CPMC performs rare scalp, forehead reattachment


Sonya Dominguez was working on a rewinder machine at her workplace in Stockton when her hair got caught. Doctors wasted no time in getting her to San Francisco's California Pacific Medical Center (CPMC). That was crucial.

Sonya's doctors at CPMC have a lot to tell. Less than two weeks ago, she was flown in. Surgeons had only a few hours to reattach her forehead and scalp. Sonya's hair got caught in a machine while she was working at at warehouse in Stockton. "Walking in that warehouse without a scalp, without her hair," her father recalled.

Within hours, Sonya was in the operating room. "Some people think we just sort of put the scalp back on and stitch it back together, but the scalp would never live because it's lost all of its blood supply," surgeon Brian Parrett explained. Surgeons used a technique called microsurgery. In order to save the scalp, they had to repair and connect six blood vessels with the help of a microscope. Each vessel is the size of the lead piece inside a mechanical pencil.
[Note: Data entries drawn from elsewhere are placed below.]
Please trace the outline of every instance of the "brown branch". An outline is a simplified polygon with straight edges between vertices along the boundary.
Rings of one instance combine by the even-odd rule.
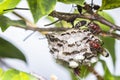
[[[102,16],[98,14],[90,15],[90,14],[63,13],[63,12],[53,11],[51,14],[49,14],[49,16],[56,17],[60,20],[65,20],[67,22],[72,22],[76,18],[95,20],[95,21],[98,21],[102,24],[109,26],[113,30],[120,31],[120,26],[112,24],[111,22],[109,22],[108,20],[106,20],[105,18],[103,18]]]
[[[102,31],[99,35],[101,35],[103,37],[109,36],[109,37],[120,40],[120,34],[117,34],[117,33],[111,33],[111,32]]]

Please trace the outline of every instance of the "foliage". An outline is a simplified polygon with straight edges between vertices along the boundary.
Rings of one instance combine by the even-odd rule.
[[[15,8],[20,0],[0,0],[0,14],[6,13],[6,9]]]
[[[4,37],[0,37],[0,57],[16,58],[26,62],[26,58],[22,51],[20,51],[19,48],[13,45],[13,43],[7,41]]]
[[[6,12],[12,12],[11,10],[7,9],[13,9],[17,6],[17,4],[20,2],[20,0],[0,0],[0,28],[2,31],[6,31],[6,29],[9,26],[20,26],[22,28],[27,28],[26,21],[24,20],[12,20],[9,17],[6,17],[4,14]],[[76,4],[84,6],[85,0],[27,0],[29,9],[31,11],[31,14],[33,16],[34,22],[38,22],[39,19],[41,19],[44,16],[49,15],[55,8],[57,2],[62,2],[65,4]],[[115,9],[120,7],[120,0],[102,0],[102,5],[100,9],[98,10],[98,14],[100,14],[102,17],[104,17],[107,21],[114,24],[113,18],[108,15],[107,13],[103,12],[102,10],[109,10],[109,9]],[[7,10],[7,11],[6,11]],[[66,24],[65,21],[62,21],[63,25],[69,25],[70,23]],[[105,24],[101,24],[96,21],[97,24],[100,25],[102,30],[109,32],[110,27],[106,26]],[[110,55],[112,57],[112,61],[114,66],[116,65],[116,54],[115,54],[115,39],[111,37],[101,37],[101,39],[104,42],[104,47],[107,48],[110,52]],[[7,50],[6,50],[7,49]],[[0,34],[0,58],[16,58],[20,59],[26,62],[26,58],[22,51],[16,47],[12,42],[8,41],[7,39],[3,38]],[[105,80],[119,80],[120,76],[116,76],[112,74],[109,71],[108,66],[106,65],[106,62],[103,60],[100,60],[102,63],[102,67],[104,69],[104,79]],[[93,65],[93,67],[96,64]],[[86,68],[81,66],[81,77],[86,77],[90,72]],[[73,79],[75,79],[74,75]],[[18,71],[15,69],[10,69],[8,71],[3,71],[0,69],[0,80],[37,80],[30,74],[27,74],[22,71]]]
[[[0,68],[0,80],[38,80],[36,77],[16,69],[4,71]]]

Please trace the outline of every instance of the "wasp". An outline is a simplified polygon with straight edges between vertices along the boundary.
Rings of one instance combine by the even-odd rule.
[[[102,47],[103,44],[101,44],[99,39],[90,40],[89,44],[90,44],[91,51],[101,53],[105,57],[109,56],[108,50]]]

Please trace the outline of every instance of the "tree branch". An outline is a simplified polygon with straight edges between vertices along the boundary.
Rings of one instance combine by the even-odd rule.
[[[105,18],[103,18],[102,16],[98,14],[90,15],[90,14],[62,13],[62,12],[53,11],[52,13],[49,14],[49,16],[56,17],[60,20],[65,20],[67,22],[72,22],[76,18],[95,20],[95,21],[98,21],[102,24],[109,26],[113,30],[120,31],[120,26],[112,24],[111,22],[109,22],[108,20],[106,20]]]

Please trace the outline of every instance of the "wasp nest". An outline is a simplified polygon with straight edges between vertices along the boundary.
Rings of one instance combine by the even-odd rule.
[[[46,37],[53,57],[67,62],[71,68],[95,63],[98,53],[103,52],[101,40],[89,30],[70,29]]]

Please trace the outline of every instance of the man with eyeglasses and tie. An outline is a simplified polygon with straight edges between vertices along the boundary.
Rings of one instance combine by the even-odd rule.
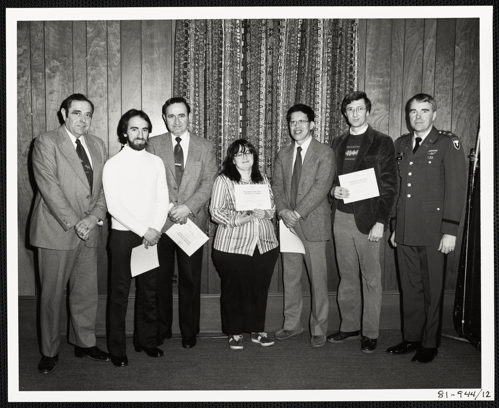
[[[40,135],[33,144],[38,191],[30,242],[38,248],[42,355],[38,371],[43,374],[55,370],[59,361],[61,309],[67,287],[69,340],[75,356],[110,358],[97,347],[95,332],[97,249],[107,211],[102,175],[108,154],[102,140],[87,133],[93,112],[93,104],[85,96],[71,95],[61,105],[62,125]]]
[[[397,192],[393,141],[366,121],[371,103],[364,92],[351,92],[343,99],[342,113],[350,125],[333,141],[336,177],[331,190],[333,231],[340,280],[337,301],[339,329],[329,335],[330,343],[357,340],[360,350],[374,352],[381,308],[380,241],[388,227]],[[348,188],[338,176],[374,169],[379,195],[345,202]],[[359,270],[360,273],[359,275]]]
[[[294,143],[277,154],[272,189],[279,218],[286,227],[294,228],[305,253],[282,254],[284,319],[275,337],[283,340],[303,331],[301,278],[305,270],[311,295],[310,344],[321,347],[327,332],[326,244],[331,238],[328,194],[334,177],[334,158],[328,146],[312,137],[316,124],[312,108],[294,105],[286,118]]]
[[[174,223],[185,224],[188,218],[201,230],[206,231],[206,204],[218,174],[215,146],[208,139],[188,130],[192,115],[191,107],[183,98],[170,98],[163,105],[162,112],[169,132],[150,138],[146,147],[147,151],[163,161],[170,200],[173,203],[161,232]],[[189,257],[169,237],[162,234],[157,250],[160,270],[156,279],[157,343],[162,344],[165,339],[172,337],[172,285],[176,255],[182,346],[192,348],[196,345],[199,333],[203,247]]]
[[[466,163],[459,138],[433,125],[435,99],[425,93],[407,103],[413,131],[395,142],[400,188],[390,240],[397,247],[404,340],[393,355],[416,351],[413,363],[438,353],[445,254],[456,248],[466,198]]]

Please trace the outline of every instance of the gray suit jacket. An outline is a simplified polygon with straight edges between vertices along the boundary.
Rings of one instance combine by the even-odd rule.
[[[74,227],[90,214],[106,219],[102,168],[107,159],[104,142],[85,135],[92,158],[92,193],[74,146],[62,125],[36,139],[33,165],[38,187],[30,226],[30,242],[39,248],[74,249],[81,242]],[[97,226],[85,245],[98,246],[102,233]]]
[[[272,175],[272,191],[277,213],[294,210],[300,214],[300,224],[310,241],[331,239],[331,209],[328,194],[335,173],[334,157],[329,146],[312,137],[305,155],[298,184],[297,205],[292,208],[290,195],[295,143],[277,154]]]
[[[178,188],[175,178],[175,161],[170,134],[164,133],[150,138],[146,150],[159,156],[165,164],[170,201],[175,206],[187,206],[194,215],[190,215],[192,221],[202,231],[206,231],[206,203],[212,196],[212,188],[218,174],[215,145],[208,139],[190,134],[187,161],[185,163],[182,182]],[[167,218],[161,232],[165,232],[173,223]]]

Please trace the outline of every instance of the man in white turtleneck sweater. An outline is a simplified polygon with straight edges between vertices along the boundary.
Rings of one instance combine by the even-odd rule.
[[[145,150],[152,130],[142,111],[130,109],[118,126],[120,141],[126,143],[104,167],[102,184],[111,215],[111,294],[109,301],[109,352],[117,367],[128,364],[125,317],[132,275],[133,248],[156,245],[168,215],[168,187],[165,166],[159,157]],[[136,277],[134,345],[151,357],[160,357],[156,342],[157,268]]]

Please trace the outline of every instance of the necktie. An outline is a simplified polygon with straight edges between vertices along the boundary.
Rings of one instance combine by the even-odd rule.
[[[182,181],[182,175],[183,174],[183,150],[180,146],[182,139],[176,137],[177,144],[173,149],[173,159],[175,160],[175,178],[177,180],[177,186],[180,185]]]
[[[296,195],[298,192],[298,182],[301,174],[301,147],[296,149],[296,159],[293,168],[293,176],[291,177],[291,207],[293,210],[296,207]]]
[[[90,186],[90,193],[92,193],[92,184],[94,178],[94,171],[92,169],[90,165],[90,161],[88,160],[88,156],[87,156],[87,152],[82,146],[82,142],[79,139],[76,139],[76,153],[80,158],[80,161],[82,162],[82,166],[83,167],[83,171],[85,172],[87,176],[87,180],[88,180],[88,184]]]
[[[416,152],[416,150],[417,150],[417,148],[419,147],[419,143],[421,143],[422,140],[423,140],[423,139],[420,137],[416,138],[416,144],[414,145],[414,148],[412,149],[413,155]]]

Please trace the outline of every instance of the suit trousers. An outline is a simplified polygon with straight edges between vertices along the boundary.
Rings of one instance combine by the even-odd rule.
[[[432,245],[397,244],[402,291],[404,339],[421,341],[423,347],[439,345],[443,296],[444,254],[437,250],[440,237]]]
[[[295,227],[297,235],[303,243],[305,254],[282,253],[282,278],[284,283],[284,323],[286,330],[303,328],[301,313],[303,299],[301,278],[303,262],[310,284],[311,311],[309,324],[312,336],[325,335],[327,333],[329,299],[327,267],[326,262],[327,241],[307,241],[299,223]]]
[[[126,353],[125,320],[132,272],[132,250],[142,244],[142,238],[132,231],[113,230],[109,296],[109,352],[119,356]],[[135,277],[134,344],[144,348],[156,347],[156,274],[157,268]]]
[[[201,314],[201,271],[203,247],[190,257],[166,234],[157,244],[160,269],[156,276],[158,339],[172,334],[173,294],[172,287],[175,256],[178,267],[178,320],[182,337],[194,337],[199,333]]]
[[[227,335],[265,330],[267,295],[279,249],[252,256],[213,250],[221,278],[222,331]]]
[[[82,347],[95,346],[97,248],[89,248],[81,241],[74,249],[39,248],[38,253],[41,287],[40,324],[42,354],[53,357],[59,352],[61,309],[68,282],[69,342]]]
[[[367,234],[358,230],[354,214],[339,210],[334,215],[333,232],[340,277],[340,329],[354,332],[361,328],[363,336],[377,339],[382,292],[380,243],[368,241]]]

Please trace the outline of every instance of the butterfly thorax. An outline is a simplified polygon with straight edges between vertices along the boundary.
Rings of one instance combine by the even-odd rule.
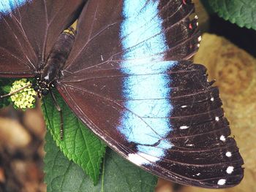
[[[69,55],[75,37],[75,31],[72,28],[65,30],[59,37],[45,65],[42,65],[36,77],[37,82],[34,89],[39,96],[47,95],[50,88],[54,87],[55,80],[59,77],[60,72]]]

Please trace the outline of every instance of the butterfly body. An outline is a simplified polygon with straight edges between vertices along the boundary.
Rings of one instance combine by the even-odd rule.
[[[244,162],[219,90],[203,66],[184,61],[200,40],[191,1],[6,1],[1,77],[36,77],[44,94],[54,85],[94,133],[159,177],[214,188],[240,183]],[[81,7],[75,39],[58,39]]]
[[[36,72],[37,83],[34,89],[38,95],[46,96],[50,89],[54,87],[55,80],[61,76],[64,66],[72,47],[75,41],[75,31],[70,28],[66,30],[58,37],[50,51],[46,62],[40,64],[38,72]]]

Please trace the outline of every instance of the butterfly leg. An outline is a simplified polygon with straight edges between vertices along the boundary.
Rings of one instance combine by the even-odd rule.
[[[50,91],[50,96],[53,98],[53,103],[55,107],[56,107],[56,110],[59,111],[59,115],[61,116],[61,127],[60,127],[60,132],[59,132],[59,135],[60,135],[60,139],[61,140],[63,140],[63,136],[64,136],[64,128],[63,128],[63,115],[62,115],[62,110],[61,108],[59,107],[59,105],[58,104],[57,100],[55,98],[54,94],[53,93],[53,91]]]

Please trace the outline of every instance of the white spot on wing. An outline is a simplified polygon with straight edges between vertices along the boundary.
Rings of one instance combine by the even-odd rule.
[[[225,183],[226,183],[226,180],[225,180],[225,179],[221,179],[221,180],[218,180],[219,185],[223,185]]]
[[[227,153],[226,153],[226,156],[227,157],[231,157],[232,156],[232,153],[231,153],[231,152],[230,152],[230,151],[227,151]]]
[[[197,39],[198,39],[198,42],[200,42],[202,40],[202,37],[200,36]]]
[[[234,167],[233,166],[230,166],[227,168],[227,174],[231,174],[234,171]]]
[[[148,164],[150,162],[157,162],[159,159],[143,153],[129,153],[128,155],[128,160],[135,163],[137,165]]]
[[[224,135],[222,135],[220,137],[219,137],[219,139],[222,142],[225,142],[226,141],[226,138],[225,137]]]

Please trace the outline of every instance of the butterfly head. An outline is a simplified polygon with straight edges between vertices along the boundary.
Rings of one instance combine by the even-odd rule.
[[[37,93],[38,97],[47,96],[52,87],[54,87],[52,82],[42,80],[39,75],[36,76],[36,82],[33,84],[33,88]]]

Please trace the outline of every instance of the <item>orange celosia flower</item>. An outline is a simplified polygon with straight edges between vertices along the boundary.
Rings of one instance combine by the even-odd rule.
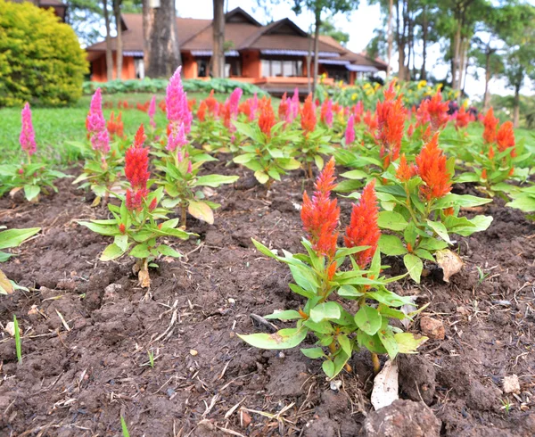
[[[275,112],[273,111],[273,106],[271,106],[271,99],[269,99],[269,104],[264,106],[262,111],[259,116],[259,126],[260,130],[268,136],[271,136],[271,128],[275,125]]]
[[[301,220],[309,234],[312,248],[320,255],[332,259],[336,252],[340,208],[336,199],[330,199],[334,183],[334,159],[325,166],[314,185],[312,199],[303,194]]]
[[[442,102],[442,95],[440,91],[437,91],[431,99],[420,103],[416,111],[417,125],[424,126],[429,123],[433,133],[441,130],[449,120],[448,110],[448,102]]]
[[[490,108],[483,119],[485,130],[483,131],[483,140],[491,144],[496,141],[496,128],[498,127],[498,119],[494,117],[494,110]]]
[[[399,166],[396,170],[396,177],[401,182],[407,182],[411,178],[411,172],[408,165],[407,165],[407,158],[405,158],[405,153],[401,155],[401,159],[399,160]]]
[[[496,141],[500,152],[504,152],[509,147],[514,147],[514,131],[511,121],[506,121],[501,125],[496,135]]]
[[[390,156],[389,162],[396,161],[399,157],[407,116],[401,97],[394,100],[395,96],[396,91],[391,83],[384,92],[384,102],[377,102],[375,110],[378,124],[376,136],[381,144],[381,156],[384,157],[388,154]]]
[[[358,203],[353,204],[351,221],[346,227],[344,237],[346,247],[370,246],[366,251],[355,253],[355,260],[360,268],[366,268],[372,260],[381,236],[377,225],[379,207],[374,187],[374,179],[364,187]]]
[[[312,102],[312,94],[309,95],[301,110],[301,128],[305,134],[314,132],[316,128],[316,106]]]
[[[208,109],[208,104],[206,104],[206,101],[201,102],[199,105],[199,109],[197,110],[197,119],[199,121],[204,121],[206,120],[206,110]]]
[[[439,133],[427,143],[416,156],[418,176],[425,183],[420,192],[431,201],[440,199],[451,191],[451,174],[446,169],[446,156],[439,148]]]

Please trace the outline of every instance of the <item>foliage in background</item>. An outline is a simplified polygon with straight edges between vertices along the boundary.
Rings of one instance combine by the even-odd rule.
[[[86,54],[58,20],[30,3],[0,0],[0,107],[58,106],[80,97]]]

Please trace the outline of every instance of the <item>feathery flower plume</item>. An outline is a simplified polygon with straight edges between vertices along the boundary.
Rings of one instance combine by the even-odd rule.
[[[21,115],[22,119],[22,128],[21,129],[19,143],[21,143],[21,149],[26,152],[29,156],[31,156],[36,153],[37,147],[36,145],[36,133],[31,121],[31,109],[29,109],[29,103],[26,103]]]
[[[129,210],[139,210],[149,193],[149,149],[143,147],[143,141],[144,132],[142,125],[136,134],[134,145],[127,150],[125,155],[125,176],[131,187],[127,190],[127,208]]]
[[[305,135],[316,129],[316,106],[312,102],[312,94],[309,95],[301,110],[301,128],[305,131]]]
[[[340,208],[336,199],[331,200],[331,191],[334,183],[334,159],[327,162],[314,185],[312,199],[303,194],[301,220],[312,248],[320,255],[332,259],[336,252],[338,240],[338,219]]]
[[[151,126],[153,129],[156,128],[156,121],[154,121],[154,115],[156,114],[156,95],[152,95],[151,103],[149,104],[149,120]]]
[[[487,111],[483,119],[483,140],[486,144],[491,144],[496,142],[496,128],[498,128],[498,119],[494,117],[494,110],[490,108]]]
[[[439,148],[439,133],[422,147],[416,158],[418,176],[425,183],[420,192],[428,200],[440,199],[451,191],[451,174],[446,169],[446,156]]]
[[[351,144],[355,141],[355,115],[350,114],[348,119],[348,125],[345,131],[345,144]]]
[[[106,120],[103,114],[103,97],[100,88],[96,88],[91,98],[86,126],[89,132],[93,149],[103,153],[110,152],[110,136],[106,129]]]
[[[259,126],[266,136],[271,136],[271,128],[275,126],[275,112],[273,111],[273,106],[271,106],[271,99],[269,99],[269,104],[262,108],[262,111],[259,116]]]
[[[346,247],[370,246],[355,253],[355,260],[360,268],[366,268],[372,260],[381,236],[377,218],[379,207],[375,196],[375,180],[369,182],[362,191],[358,203],[353,204],[351,221],[346,227]]]
[[[498,143],[498,150],[500,152],[514,147],[514,130],[511,121],[506,121],[500,126],[496,135],[496,142]]]

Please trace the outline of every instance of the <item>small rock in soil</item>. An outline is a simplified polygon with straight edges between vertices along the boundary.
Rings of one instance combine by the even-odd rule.
[[[438,437],[441,422],[424,403],[395,400],[364,421],[364,437]]]
[[[520,394],[520,383],[516,375],[504,378],[504,392]]]
[[[432,403],[435,392],[436,372],[432,363],[422,355],[400,355],[399,390],[411,400]]]
[[[444,340],[444,324],[440,320],[424,316],[420,319],[420,329],[424,335],[432,340]]]

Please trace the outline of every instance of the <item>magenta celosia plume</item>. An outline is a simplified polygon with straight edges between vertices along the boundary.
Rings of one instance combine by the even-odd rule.
[[[345,132],[345,143],[346,145],[350,145],[355,141],[355,115],[350,115],[348,120],[348,126],[346,127]]]
[[[91,138],[93,149],[103,153],[110,152],[110,136],[106,128],[106,120],[103,114],[103,96],[100,88],[96,88],[91,98],[86,127]]]
[[[19,136],[19,142],[21,147],[29,155],[33,155],[36,153],[36,133],[33,128],[33,123],[31,122],[31,110],[29,109],[29,103],[26,103],[22,108],[22,128],[21,129],[21,136]]]

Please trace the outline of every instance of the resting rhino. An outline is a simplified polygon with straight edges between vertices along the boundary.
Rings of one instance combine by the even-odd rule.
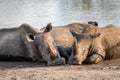
[[[53,29],[51,30],[50,34],[53,37],[55,43],[57,44],[61,57],[64,57],[66,59],[66,62],[68,61],[71,55],[71,46],[74,42],[74,37],[71,34],[71,31],[82,33],[83,29],[87,29],[91,25],[96,26],[94,23],[97,22],[91,21],[91,23],[88,24],[71,23],[65,26],[53,26]],[[49,23],[48,25],[51,25],[51,23]]]
[[[47,25],[41,32],[29,24],[18,28],[0,29],[0,56],[44,59],[48,65],[64,64],[56,44],[50,35],[52,26]]]
[[[107,25],[103,28],[90,27],[77,34],[72,46],[69,64],[94,64],[104,60],[120,58],[120,28]]]

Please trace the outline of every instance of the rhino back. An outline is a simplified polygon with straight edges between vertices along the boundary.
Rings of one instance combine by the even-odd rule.
[[[51,31],[51,35],[59,46],[71,46],[74,38],[67,28],[55,27]]]
[[[19,29],[0,30],[0,55],[25,56],[25,49]]]
[[[65,26],[54,26],[51,35],[58,46],[72,46],[74,37],[71,31],[81,33],[83,28],[88,27],[85,23],[71,23]]]

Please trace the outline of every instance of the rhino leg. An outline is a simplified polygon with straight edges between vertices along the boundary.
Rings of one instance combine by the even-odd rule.
[[[102,62],[104,59],[101,55],[99,54],[93,54],[92,56],[88,57],[85,61],[87,64],[97,64]]]
[[[47,63],[48,66],[56,66],[56,65],[64,65],[64,64],[65,64],[64,58],[55,59],[54,61]]]

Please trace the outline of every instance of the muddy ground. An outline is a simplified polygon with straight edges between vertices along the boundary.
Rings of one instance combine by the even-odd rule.
[[[0,80],[120,80],[120,59],[94,65],[0,62]]]

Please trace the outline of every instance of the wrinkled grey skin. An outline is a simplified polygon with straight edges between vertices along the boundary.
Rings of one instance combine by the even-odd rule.
[[[68,63],[68,60],[71,56],[72,48],[71,47],[65,47],[65,46],[57,46],[60,56],[65,58],[66,63]]]
[[[49,41],[50,45],[48,45],[46,40],[41,37],[46,34],[47,37],[51,37],[48,35],[51,30],[49,27],[47,26],[43,32],[28,24],[22,24],[19,28],[1,29],[0,56],[31,58],[33,61],[40,61],[44,58],[48,65],[56,65],[60,61],[62,62],[60,64],[64,64],[63,59],[60,57],[57,59],[58,53],[54,41]],[[39,34],[41,35],[38,36]],[[43,44],[41,45],[39,42]],[[56,52],[54,56],[53,51]]]
[[[83,61],[86,60],[90,45],[93,39],[100,36],[98,34],[77,34],[73,32],[73,35],[76,37],[73,46],[72,46],[72,54],[69,58],[69,64],[82,64]]]
[[[77,34],[72,48],[70,64],[96,64],[104,60],[120,58],[120,28],[109,24],[102,28],[91,27]]]
[[[66,59],[66,63],[68,62],[68,59],[71,55],[71,46],[74,42],[74,37],[71,34],[71,31],[82,33],[84,28],[86,29],[91,25],[96,26],[94,25],[93,21],[90,21],[90,23],[88,24],[71,23],[65,26],[53,26],[53,29],[51,30],[50,34],[53,37],[55,43],[57,44],[61,57],[64,57]],[[41,30],[44,30],[44,28]]]
[[[54,26],[51,33],[51,36],[55,40],[55,43],[58,46],[60,55],[66,59],[66,63],[68,63],[68,59],[72,52],[72,44],[74,43],[74,36],[71,34],[72,32],[82,33],[84,29],[89,28],[90,26],[98,26],[96,21],[89,21],[86,23],[71,23],[65,26]]]

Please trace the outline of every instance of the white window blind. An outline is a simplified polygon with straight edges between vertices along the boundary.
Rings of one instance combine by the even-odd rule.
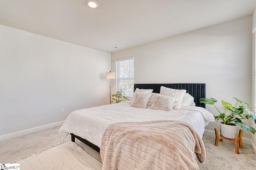
[[[115,62],[116,92],[122,91],[123,95],[132,96],[134,84],[134,58],[116,60]]]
"For having an entire scalp and forehead, it's extremely rare. There's probably a couple dozen reported cases in the world," surgeon Gregory Buncke said. The first was performed by his father Dr. Harry Buncke in 1976. "Without them, I wouldn't probably have any hair or probably, not even be here. So, it's real good the doctors took care of me in the way they did," Sonya said.

The company where the accident occurred is called Mepco Label Systems out of Stockton. It may take up to six months for Cal-OSHA to finish its investigation. They say the company has never been cited before.